Это затруднение фактически было устранено телеграммой английского представителя при русской Ставке генерала Вилльямса о разговоре с ним Верховного главнокомандующего великого князя Николая Николаевича, состоявшемся 30/17 декабря 1914 г., о которой в Лондоне осведомились, по-видимому, того же 1 января 1915 г., когда была заслушана на Военном совете записка Ллойд Джорджа, или на следующий же день.
2. «Инициатива» великого князя Николая Николаевича
Телеграмма генерала Вилльямса сообщала о том, что русский Верховный главнокомандующий, подтверждая свое намерение строго придерживаться «первоначального» плана [22] сосредоточения всех сил России, «хотя бы и в ущерб собственным интересам», против «главного» врага, то есть против Германии, и признав в связи с этим необходимым настолько оголить от войск Кавказ, что там оказывались возможными весьма тягостные не только для русских, но и для общесоюзных интересов последствия, – возбудил вопрос о том, не сочтет ли Англия возможным оттянуть возможно большие силы турок в другие области Османской империи путем военных демонстраций в «наиболее уязвимых и чувствительных ее местах». О Константинополе и Проливах при этом не упоминалось вовсе, и главнокомандующий вообще подчеркнул, в беседе с директором дипломатической канцелярии при Ставке кн.
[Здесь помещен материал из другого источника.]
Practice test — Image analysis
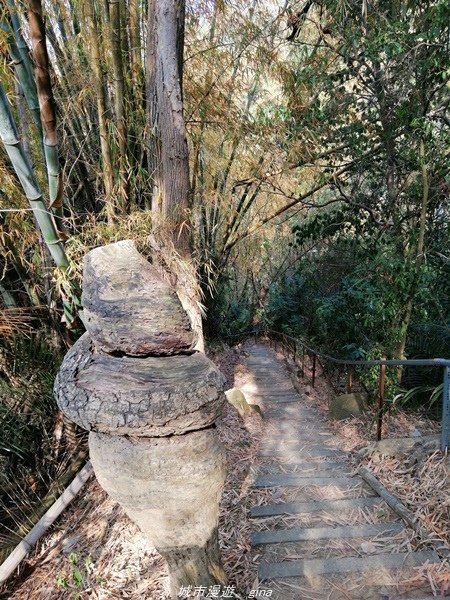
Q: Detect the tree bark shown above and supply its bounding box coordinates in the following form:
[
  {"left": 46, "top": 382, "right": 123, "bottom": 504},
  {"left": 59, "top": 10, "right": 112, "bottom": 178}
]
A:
[
  {"left": 147, "top": 0, "right": 190, "bottom": 256},
  {"left": 147, "top": 0, "right": 204, "bottom": 351}
]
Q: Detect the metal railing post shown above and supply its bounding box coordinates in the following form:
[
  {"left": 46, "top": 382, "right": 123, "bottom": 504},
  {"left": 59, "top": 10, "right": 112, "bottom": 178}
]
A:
[
  {"left": 347, "top": 365, "right": 353, "bottom": 394},
  {"left": 302, "top": 346, "right": 305, "bottom": 379},
  {"left": 377, "top": 365, "right": 386, "bottom": 442},
  {"left": 441, "top": 367, "right": 450, "bottom": 454},
  {"left": 312, "top": 354, "right": 317, "bottom": 387}
]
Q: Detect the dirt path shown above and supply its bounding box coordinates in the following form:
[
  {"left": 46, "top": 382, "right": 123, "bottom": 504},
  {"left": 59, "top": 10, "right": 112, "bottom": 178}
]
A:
[{"left": 243, "top": 345, "right": 439, "bottom": 600}]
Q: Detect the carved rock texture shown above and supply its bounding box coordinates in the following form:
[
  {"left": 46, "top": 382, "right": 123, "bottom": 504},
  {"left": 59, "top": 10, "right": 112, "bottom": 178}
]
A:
[
  {"left": 54, "top": 333, "right": 225, "bottom": 437},
  {"left": 89, "top": 428, "right": 226, "bottom": 551},
  {"left": 82, "top": 240, "right": 195, "bottom": 356}
]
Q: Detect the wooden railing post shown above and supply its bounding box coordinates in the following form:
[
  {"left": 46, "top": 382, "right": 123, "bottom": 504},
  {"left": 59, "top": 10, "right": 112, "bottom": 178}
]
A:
[
  {"left": 347, "top": 365, "right": 353, "bottom": 394},
  {"left": 377, "top": 365, "right": 386, "bottom": 442}
]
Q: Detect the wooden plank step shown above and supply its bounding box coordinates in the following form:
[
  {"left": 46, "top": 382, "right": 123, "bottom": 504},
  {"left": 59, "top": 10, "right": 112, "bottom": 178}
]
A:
[
  {"left": 259, "top": 460, "right": 346, "bottom": 477},
  {"left": 258, "top": 444, "right": 347, "bottom": 459},
  {"left": 264, "top": 432, "right": 333, "bottom": 446},
  {"left": 250, "top": 496, "right": 383, "bottom": 518},
  {"left": 257, "top": 465, "right": 347, "bottom": 478},
  {"left": 250, "top": 523, "right": 404, "bottom": 546},
  {"left": 254, "top": 473, "right": 364, "bottom": 488},
  {"left": 258, "top": 550, "right": 440, "bottom": 580},
  {"left": 258, "top": 394, "right": 301, "bottom": 405}
]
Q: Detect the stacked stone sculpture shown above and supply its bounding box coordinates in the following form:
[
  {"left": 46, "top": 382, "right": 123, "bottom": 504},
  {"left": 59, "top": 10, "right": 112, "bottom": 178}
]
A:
[{"left": 55, "top": 241, "right": 225, "bottom": 598}]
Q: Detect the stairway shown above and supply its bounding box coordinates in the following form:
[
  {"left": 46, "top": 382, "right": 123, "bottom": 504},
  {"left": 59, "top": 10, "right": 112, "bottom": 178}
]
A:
[{"left": 242, "top": 345, "right": 440, "bottom": 600}]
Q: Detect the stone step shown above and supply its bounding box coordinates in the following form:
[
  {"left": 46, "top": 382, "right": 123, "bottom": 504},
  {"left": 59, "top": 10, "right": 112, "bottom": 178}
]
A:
[
  {"left": 258, "top": 550, "right": 440, "bottom": 580},
  {"left": 250, "top": 523, "right": 404, "bottom": 546},
  {"left": 254, "top": 473, "right": 364, "bottom": 488},
  {"left": 264, "top": 428, "right": 334, "bottom": 444},
  {"left": 264, "top": 431, "right": 334, "bottom": 446},
  {"left": 250, "top": 496, "right": 382, "bottom": 518},
  {"left": 255, "top": 394, "right": 301, "bottom": 406}
]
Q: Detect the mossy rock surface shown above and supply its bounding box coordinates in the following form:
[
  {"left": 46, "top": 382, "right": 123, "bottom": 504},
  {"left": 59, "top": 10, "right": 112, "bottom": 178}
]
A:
[
  {"left": 329, "top": 393, "right": 367, "bottom": 421},
  {"left": 225, "top": 388, "right": 262, "bottom": 417}
]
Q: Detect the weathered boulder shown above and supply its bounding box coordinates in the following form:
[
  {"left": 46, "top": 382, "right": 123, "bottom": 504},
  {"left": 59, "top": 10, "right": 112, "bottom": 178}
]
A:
[
  {"left": 54, "top": 241, "right": 226, "bottom": 599},
  {"left": 54, "top": 333, "right": 225, "bottom": 437},
  {"left": 225, "top": 388, "right": 251, "bottom": 417},
  {"left": 328, "top": 393, "right": 367, "bottom": 420},
  {"left": 82, "top": 240, "right": 195, "bottom": 356},
  {"left": 89, "top": 429, "right": 226, "bottom": 550}
]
Кудашевым, что «мы ничего у союзников не просим; хотим их успокоить насчет наших дальнейших военных действий» против Германии (см. телеграмму Кудашева Сазонову от 31/18 декабря 1914 г.).
22
«Первоначальный» план, то есть план, вытекавший из русско-французских военных конвенций, которых русская Ставка держалась чрезвычайно строго, обращен в английском переводе, – в том виде, как он напечатан у Черчилля (т. II, с. 93), – в «нынешний» (present) план, что является или недоразумением, или… прискорбной передержкой.
Для характеристики настроения Ставки и ее взглядов на вопрос о захвате Проливов и Константинополя чрезвычайно показателен обмен взглядов между Сазоновым и Ставкой, предшествовавший этому разговору и вызванный желанием Сазонова поставить на очередь вопрос об обеспечении за Россией «главнейшего результата», которого после вступления Турции в войну можно было ожидать от войны в целом.
Впервые этот вопрос был поставлен Сазоновым, для которого англо-греческие переговоры не могли остаться тайной, 21/8 декабря 1914 г. в письме к начальнику штаба Верховного главнокомандующего ген. Янушкевичу, в котором указывалось: 1) на первостепенную важность овладения обоими Проливами «с точки зрения общегосударственных интересов и огромных жертв», приносимых Россией вследствие войны, и 2) на невозможность рассчитывать добиться этого результата путем побед над Германией и Австрией, так как, «очевидно, турки добровольно не согласятся уйти из Константинополя», если не будут принуждены к этому силой.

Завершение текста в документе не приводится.